Lab burst is not field CO2 flux. The assay isolates microbial mineralization of a dried-rewetted sample; it does not measure what your field is venting (see the cover-crop warning above) [16].
It can mis-predict available nitrogen. A soil can show high microbial respiration but low plant-available N — grass sod is the classic example — so respiration alone is a contested predictor of available N and should be interpreted alongside a nitrate test [8]. Even within the Solvita/Haney framework, CO2-C below 20 mg/kg is treated as outside the useful range for N prediction [13].
Haney-specific caution. The Haney Soil Health Tool uses non-standard H3A extracts, so its outputs require separate calibration and caution before driving nutrient recommendations [9][10].
Interpretive bands are region-dependent. Even published producer-facing CO2-C ranges warn that the same number means different things across climates and soil types [12], reinforcing that texture-specific, locally-calibrated scoring beats one universal threshold [6].

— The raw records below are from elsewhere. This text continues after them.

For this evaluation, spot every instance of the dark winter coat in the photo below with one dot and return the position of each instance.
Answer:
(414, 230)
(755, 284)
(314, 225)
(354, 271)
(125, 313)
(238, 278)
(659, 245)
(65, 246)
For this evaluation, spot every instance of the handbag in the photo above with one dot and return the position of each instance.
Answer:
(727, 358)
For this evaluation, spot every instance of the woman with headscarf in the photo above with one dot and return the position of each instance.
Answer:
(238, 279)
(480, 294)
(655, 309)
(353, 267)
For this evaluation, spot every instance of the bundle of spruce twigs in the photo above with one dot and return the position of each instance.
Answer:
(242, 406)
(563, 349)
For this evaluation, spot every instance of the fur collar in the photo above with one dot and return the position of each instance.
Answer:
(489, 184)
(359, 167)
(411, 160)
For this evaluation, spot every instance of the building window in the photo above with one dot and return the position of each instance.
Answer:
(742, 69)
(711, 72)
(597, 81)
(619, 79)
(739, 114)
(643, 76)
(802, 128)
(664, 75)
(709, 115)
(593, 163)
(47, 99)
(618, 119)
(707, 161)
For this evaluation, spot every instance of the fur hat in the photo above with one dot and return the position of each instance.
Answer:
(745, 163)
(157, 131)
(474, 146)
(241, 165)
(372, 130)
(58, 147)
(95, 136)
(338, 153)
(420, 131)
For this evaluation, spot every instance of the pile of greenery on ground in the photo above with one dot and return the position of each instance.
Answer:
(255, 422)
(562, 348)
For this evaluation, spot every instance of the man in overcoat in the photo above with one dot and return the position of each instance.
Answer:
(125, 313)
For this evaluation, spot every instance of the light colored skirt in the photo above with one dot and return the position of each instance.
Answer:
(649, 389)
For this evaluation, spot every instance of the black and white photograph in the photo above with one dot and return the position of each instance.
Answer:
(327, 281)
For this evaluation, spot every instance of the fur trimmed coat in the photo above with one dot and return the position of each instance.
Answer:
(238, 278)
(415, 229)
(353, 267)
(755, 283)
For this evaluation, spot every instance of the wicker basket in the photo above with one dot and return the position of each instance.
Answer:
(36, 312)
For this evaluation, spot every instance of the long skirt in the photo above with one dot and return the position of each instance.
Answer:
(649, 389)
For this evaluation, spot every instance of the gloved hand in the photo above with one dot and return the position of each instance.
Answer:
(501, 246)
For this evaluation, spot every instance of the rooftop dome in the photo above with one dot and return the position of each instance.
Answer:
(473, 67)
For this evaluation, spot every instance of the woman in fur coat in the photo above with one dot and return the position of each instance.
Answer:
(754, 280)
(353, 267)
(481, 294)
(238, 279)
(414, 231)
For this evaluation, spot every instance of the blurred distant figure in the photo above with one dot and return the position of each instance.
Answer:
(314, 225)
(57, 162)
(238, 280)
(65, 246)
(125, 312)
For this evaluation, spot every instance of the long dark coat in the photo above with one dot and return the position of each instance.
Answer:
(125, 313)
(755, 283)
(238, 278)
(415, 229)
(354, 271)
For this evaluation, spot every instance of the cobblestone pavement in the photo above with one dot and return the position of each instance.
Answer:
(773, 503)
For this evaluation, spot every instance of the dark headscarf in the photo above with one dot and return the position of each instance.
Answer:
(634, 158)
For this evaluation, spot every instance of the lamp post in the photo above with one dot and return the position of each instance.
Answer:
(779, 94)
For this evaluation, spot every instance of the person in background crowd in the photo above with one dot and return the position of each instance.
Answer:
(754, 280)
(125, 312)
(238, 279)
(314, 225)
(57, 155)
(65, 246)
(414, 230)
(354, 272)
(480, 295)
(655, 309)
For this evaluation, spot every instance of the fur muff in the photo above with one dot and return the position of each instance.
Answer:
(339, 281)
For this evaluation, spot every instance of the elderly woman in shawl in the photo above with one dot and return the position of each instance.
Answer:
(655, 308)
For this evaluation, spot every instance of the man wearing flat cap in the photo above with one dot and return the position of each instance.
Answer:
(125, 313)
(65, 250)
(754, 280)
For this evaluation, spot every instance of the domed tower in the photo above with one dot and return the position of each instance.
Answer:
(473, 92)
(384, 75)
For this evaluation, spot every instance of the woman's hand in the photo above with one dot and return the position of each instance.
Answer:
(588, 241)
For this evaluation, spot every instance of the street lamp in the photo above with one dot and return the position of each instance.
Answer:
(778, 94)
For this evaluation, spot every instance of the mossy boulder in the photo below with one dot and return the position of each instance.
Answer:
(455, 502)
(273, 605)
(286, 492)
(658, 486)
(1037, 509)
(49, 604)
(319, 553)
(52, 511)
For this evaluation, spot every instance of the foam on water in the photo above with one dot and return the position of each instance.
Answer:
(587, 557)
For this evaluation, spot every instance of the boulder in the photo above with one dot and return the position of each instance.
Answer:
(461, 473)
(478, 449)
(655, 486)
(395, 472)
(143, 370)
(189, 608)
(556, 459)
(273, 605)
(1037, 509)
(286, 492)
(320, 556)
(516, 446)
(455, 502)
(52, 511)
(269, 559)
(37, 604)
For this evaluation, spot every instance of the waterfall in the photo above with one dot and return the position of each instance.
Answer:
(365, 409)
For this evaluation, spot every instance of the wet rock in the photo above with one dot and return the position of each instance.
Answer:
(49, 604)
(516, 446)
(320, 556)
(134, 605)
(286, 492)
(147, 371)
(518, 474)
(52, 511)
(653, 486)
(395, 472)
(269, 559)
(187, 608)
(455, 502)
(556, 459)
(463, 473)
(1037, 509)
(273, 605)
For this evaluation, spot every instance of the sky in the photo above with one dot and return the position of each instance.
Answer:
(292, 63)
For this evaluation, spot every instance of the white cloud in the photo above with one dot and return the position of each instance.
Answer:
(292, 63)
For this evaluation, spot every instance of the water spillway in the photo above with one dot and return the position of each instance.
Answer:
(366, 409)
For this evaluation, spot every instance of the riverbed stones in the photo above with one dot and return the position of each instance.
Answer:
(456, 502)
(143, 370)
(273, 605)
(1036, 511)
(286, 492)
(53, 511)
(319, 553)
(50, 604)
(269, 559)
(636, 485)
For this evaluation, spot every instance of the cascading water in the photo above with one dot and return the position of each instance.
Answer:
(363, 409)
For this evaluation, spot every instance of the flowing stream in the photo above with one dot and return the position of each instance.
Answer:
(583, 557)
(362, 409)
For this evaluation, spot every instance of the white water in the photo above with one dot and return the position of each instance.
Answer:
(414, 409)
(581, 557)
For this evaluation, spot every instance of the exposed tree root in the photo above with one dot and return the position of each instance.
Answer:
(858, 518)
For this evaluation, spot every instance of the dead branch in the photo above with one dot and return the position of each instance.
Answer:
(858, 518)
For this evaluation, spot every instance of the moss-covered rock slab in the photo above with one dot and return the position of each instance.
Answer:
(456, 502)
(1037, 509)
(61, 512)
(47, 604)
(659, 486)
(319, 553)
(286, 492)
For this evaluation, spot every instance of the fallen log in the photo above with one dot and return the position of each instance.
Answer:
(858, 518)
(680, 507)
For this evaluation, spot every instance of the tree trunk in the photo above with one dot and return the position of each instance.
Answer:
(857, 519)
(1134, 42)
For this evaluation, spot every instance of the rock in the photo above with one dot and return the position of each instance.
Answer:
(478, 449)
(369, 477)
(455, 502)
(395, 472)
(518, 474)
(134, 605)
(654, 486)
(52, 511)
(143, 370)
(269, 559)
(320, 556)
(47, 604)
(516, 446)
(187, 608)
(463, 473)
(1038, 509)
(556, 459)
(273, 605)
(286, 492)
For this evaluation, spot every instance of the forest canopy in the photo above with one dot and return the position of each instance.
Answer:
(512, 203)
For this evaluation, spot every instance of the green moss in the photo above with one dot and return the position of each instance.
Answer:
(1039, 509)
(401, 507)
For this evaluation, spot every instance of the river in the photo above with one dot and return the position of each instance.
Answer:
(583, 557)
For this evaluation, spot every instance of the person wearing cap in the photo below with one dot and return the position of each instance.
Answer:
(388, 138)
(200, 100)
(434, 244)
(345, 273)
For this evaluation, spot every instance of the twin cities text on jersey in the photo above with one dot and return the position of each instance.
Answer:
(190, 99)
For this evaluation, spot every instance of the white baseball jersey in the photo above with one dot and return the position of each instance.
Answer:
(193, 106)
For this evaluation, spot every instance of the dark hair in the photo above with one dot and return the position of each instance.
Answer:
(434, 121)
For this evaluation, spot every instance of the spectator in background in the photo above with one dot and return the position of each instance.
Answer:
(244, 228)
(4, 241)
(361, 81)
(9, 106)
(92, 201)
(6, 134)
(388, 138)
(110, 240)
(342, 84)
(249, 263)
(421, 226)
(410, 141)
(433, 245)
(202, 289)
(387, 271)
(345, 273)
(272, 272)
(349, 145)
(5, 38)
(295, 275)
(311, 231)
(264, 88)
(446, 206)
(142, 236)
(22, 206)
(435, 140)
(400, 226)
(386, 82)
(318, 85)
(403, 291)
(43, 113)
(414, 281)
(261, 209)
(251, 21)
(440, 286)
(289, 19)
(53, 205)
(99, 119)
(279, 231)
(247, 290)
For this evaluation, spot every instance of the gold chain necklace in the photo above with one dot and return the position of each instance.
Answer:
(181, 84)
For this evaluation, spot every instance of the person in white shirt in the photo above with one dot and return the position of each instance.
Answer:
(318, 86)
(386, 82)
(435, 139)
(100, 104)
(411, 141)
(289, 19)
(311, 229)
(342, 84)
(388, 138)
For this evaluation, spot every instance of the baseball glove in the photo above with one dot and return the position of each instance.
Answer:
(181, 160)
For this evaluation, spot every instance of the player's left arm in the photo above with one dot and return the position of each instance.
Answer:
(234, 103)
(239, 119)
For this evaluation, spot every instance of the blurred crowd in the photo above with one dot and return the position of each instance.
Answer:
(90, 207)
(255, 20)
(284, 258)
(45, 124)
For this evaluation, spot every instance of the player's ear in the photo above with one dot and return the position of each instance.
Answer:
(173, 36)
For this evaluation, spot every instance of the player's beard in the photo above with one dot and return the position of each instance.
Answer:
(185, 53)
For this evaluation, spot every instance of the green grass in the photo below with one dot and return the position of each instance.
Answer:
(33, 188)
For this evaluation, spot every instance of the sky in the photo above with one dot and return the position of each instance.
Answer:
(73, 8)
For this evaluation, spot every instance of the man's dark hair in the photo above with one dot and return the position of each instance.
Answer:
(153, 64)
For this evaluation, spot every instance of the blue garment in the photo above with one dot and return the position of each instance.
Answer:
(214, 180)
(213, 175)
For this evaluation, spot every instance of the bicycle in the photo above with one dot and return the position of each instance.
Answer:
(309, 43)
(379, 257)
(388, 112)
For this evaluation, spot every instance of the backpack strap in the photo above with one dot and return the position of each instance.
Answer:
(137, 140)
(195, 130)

Because of the between-lab and procedural variability — which the researchers who documented it argue compromises the indicator's usefulness, not just its precision [5] — the most defensible use of the CO2 burst is as a relative, within-field, same-lab, same-method trend over time, not as a single absolute number compared against a neighbor's soil run at a different lab. For nutrient decisions, never let respiration stand alone: pair it with a nitrate test [8], respect the documented CO2-C thresholds for N prediction [13][14], and treat Haney-tool nutrient outputs as needing local calibration [9][10].

The bottom line

The CO2 burst is one of the most studied biological soil health indicators available to producers. Bagnall et al. 2023 selected 24-hour carbon mineralization potential — alongside soil organic carbon concentration and aggregate stability — as one of just three measurements in a recommended minimum suite of indicators for North American agriculture, on the grounds that it is responsive to management and well correlated with soil organic carbon (the paper reports the suite's indicators correlated to soil organic C at r = 0.56 to 0.91) [4]. That this minimum-suite framing coexists with the validity concerns raised by Wade et al. 2018 [5] reflects a genuine, unsettled debate in the literature rather than a closed question. Note too that strong SOC correlation cuts both ways: part of the respiration signal is redundant with SOC, and the test's distinct value lies less in revealing something SOC cannot and more in responding to management faster than total carbon does [1][2].

Use it the way it actually works: read it against a texture-matched, method-matched range [6][12], track it over time at the same lab and under comparable sampling conditions to watch your management pay off [11], and never ask it to do a job — predicting available N on its own — that it was never built to do [8][13].